Ohad Fried, Eli Shechtman, Dan B. Goldman, and Adam Finkelstein are the four Princeton students who partnered with Adobe to develop software that manipulates photos based on varying camera perspectives. “The point of the project is that the distance between the camera and the subject really matters,” Fried explained to Inverse, referring to a previously published paper that came to this conclusion by surveying people about their associations with portraits taken from varying distances. The software allows users to adjust this crucial factor without actually altering their facial features.
According to the group’s research, portraits taken from closer distances can result in big noses, weak chins, and sloping foreheads. These traits are associated with terms like “peaceful” and “approachable.” Portraits taken from further away tend to more accurately display the proportions of a person’s face and make them appear more “attractive” and “strong.” By using the new software to adjust the camera’s perspective, users can make more precise efforts to make their selfies convey their desired qualities.

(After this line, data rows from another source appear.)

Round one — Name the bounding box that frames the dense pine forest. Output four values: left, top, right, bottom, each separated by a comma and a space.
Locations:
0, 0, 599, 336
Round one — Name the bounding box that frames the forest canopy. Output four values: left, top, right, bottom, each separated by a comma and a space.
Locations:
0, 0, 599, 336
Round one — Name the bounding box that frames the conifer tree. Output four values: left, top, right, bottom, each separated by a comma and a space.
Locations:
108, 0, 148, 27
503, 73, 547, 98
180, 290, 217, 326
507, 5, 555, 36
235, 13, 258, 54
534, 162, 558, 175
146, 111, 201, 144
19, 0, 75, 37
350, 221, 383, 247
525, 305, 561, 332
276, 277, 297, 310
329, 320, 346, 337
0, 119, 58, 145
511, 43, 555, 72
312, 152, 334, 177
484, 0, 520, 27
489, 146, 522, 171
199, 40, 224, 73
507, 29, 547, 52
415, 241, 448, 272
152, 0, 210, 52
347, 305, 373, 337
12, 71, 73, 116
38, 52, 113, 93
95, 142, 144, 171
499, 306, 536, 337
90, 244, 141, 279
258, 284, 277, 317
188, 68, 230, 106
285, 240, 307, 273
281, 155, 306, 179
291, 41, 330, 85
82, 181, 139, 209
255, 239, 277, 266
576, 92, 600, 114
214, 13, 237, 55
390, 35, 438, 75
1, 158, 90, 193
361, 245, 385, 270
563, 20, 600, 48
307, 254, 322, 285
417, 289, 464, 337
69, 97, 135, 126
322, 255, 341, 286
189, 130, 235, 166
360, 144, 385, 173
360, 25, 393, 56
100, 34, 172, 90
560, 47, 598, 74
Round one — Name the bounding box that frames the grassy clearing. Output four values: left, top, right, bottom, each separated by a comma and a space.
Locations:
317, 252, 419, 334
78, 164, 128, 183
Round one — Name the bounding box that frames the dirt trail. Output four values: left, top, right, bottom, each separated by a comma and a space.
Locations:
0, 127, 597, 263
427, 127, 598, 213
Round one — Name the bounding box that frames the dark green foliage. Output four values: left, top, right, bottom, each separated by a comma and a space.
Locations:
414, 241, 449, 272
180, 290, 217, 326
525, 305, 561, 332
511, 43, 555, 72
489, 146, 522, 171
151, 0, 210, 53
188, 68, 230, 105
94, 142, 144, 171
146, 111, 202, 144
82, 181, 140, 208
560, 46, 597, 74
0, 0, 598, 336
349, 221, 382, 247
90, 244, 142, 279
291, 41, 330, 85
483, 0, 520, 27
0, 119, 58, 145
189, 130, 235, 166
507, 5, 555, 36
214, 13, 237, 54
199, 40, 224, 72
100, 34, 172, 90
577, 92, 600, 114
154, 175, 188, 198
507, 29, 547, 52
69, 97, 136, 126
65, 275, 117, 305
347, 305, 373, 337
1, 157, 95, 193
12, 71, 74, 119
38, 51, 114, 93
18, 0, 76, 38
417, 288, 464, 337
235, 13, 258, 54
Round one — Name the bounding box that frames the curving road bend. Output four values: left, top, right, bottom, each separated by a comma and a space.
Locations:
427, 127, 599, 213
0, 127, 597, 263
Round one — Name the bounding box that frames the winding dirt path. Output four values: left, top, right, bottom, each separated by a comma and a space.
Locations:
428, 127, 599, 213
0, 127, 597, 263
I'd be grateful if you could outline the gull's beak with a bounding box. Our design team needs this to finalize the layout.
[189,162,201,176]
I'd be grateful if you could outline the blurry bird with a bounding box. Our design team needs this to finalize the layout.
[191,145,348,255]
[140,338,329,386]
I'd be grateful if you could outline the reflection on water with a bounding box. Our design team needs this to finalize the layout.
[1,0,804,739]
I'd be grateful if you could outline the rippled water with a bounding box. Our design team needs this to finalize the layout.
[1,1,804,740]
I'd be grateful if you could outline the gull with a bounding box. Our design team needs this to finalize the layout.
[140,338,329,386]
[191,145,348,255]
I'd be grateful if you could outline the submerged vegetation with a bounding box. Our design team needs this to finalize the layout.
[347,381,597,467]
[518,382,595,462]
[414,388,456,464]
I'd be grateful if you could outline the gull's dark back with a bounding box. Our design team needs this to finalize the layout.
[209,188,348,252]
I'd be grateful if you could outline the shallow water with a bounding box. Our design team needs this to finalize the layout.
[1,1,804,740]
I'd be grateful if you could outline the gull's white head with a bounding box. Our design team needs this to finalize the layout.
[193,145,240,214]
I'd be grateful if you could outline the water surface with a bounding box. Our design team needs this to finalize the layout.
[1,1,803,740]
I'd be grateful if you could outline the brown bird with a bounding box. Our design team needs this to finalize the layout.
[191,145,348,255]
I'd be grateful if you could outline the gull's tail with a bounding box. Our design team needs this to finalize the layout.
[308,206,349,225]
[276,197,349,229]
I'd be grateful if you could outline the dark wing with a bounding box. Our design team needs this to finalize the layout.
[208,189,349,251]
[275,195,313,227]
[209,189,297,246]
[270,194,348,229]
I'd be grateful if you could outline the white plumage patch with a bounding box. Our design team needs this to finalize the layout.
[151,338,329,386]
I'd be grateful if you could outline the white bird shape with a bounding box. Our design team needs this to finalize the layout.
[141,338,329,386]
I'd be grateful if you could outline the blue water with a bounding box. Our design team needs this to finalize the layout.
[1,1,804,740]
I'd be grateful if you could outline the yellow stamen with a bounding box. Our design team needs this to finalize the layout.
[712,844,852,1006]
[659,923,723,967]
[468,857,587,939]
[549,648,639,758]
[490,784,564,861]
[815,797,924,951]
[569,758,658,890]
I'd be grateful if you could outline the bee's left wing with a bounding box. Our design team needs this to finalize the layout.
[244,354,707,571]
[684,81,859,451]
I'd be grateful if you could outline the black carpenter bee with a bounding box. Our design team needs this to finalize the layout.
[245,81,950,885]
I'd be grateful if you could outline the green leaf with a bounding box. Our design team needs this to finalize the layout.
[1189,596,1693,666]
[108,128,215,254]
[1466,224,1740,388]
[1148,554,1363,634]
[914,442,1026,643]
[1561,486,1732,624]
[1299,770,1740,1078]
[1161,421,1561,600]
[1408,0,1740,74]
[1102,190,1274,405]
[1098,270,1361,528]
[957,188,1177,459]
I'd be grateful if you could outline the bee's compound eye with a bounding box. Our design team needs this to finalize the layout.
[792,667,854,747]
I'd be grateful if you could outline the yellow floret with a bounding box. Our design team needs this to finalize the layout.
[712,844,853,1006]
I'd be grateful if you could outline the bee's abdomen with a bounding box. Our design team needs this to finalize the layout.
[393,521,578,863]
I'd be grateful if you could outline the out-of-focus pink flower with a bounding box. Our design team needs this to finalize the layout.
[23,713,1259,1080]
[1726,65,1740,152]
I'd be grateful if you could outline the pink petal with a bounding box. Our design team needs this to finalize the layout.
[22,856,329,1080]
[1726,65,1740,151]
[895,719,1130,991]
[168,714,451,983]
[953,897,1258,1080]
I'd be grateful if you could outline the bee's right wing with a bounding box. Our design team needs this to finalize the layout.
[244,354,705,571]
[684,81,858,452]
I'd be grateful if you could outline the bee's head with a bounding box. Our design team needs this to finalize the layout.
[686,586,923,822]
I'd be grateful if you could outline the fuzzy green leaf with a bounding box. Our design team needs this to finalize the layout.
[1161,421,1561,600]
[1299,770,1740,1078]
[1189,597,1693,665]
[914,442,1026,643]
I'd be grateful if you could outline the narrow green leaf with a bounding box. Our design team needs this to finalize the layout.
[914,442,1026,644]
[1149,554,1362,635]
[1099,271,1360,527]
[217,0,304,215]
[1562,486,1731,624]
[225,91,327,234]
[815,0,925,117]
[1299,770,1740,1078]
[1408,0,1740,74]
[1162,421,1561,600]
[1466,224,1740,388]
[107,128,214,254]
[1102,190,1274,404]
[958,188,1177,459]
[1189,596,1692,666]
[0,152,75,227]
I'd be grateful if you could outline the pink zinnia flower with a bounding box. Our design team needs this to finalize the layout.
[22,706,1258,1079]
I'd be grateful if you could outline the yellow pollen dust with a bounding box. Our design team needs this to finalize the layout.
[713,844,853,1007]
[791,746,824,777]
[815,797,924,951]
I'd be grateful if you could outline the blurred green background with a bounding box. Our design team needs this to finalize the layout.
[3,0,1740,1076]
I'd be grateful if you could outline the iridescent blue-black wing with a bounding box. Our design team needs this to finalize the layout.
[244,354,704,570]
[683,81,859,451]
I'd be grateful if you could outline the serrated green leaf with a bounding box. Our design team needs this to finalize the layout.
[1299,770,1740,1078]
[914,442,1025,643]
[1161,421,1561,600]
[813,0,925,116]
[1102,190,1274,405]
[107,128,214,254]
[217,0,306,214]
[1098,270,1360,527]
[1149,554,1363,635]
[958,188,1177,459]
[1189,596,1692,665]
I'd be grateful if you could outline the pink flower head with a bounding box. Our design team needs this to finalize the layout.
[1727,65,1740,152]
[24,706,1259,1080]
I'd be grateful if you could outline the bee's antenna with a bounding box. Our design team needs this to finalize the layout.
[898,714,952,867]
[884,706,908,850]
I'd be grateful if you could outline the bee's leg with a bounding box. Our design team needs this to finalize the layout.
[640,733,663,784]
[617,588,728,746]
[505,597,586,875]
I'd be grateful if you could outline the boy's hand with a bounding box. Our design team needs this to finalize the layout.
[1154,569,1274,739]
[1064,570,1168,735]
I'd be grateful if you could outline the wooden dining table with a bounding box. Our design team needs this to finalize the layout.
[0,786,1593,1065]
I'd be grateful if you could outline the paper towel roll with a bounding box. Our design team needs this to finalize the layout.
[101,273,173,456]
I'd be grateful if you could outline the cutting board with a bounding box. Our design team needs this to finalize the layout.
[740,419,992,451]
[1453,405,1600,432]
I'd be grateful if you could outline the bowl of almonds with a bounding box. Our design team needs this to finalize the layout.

Let’s distill the advanced mathematics that went into developing this program. First, the software detects landmark features, such as eyes, nose, mouth, and jawline, in a 2D photo so it can create a 3D mesh with those same annotated points. The point here isn’t to capture the person’s face, but to understand the picture. “It’s not just you, it’s you with half a smile, and it’s not just you with half a smile, it’s you with half a smile seen by a camera which is three meters away and not just a camera, an iPhone camera,” Fried says.
Once the 3D model is laid over the 2D photo, the software adjusts the location of the virtual camera to obtain before and after points, which are applied to the 2D photo to create the new version.
It’s only a two-step process. The steps are just very, very complicated.
Although this project has more to do with computer science than the selfie phenomenon, the results have inevitably pulled the team into the broader selfie conversation. Developing new portrait manipulation programs could potentially be viewed as perpetuating unrealistic beauty standards, but the team has isolated an important distinction between their software and other apps.
“Using Photoshop or whatever you can adjust pretty much everything on your face, and that includes taking your photo and turning you into someone else,” Fried said. “All this program is doing is showing you how you would look if you took the time to move the camera.”
Photos aren’t real, but Fried’s work is intended to create the potential to display something closer to what humans might see if they stood next to each other or made eye contact across a crowded party. These selfies put the self first.
The perspective-aware portrait manipulation program currently exists online as a demo, although the online version is not as accurate as the real method the team developed. As a grad student working on his Ph.D. in computer graphics and computer vision, Fried is more interested in the research angle to the project than the entrepreneurial side of marketing this product, which would require a lot of additional engineering.
The future of the software is up in the air, but it looks like it may be divergent. Photo manipulation will help liars lie. Math will help everyone else tell the truth — or something a few inches from it.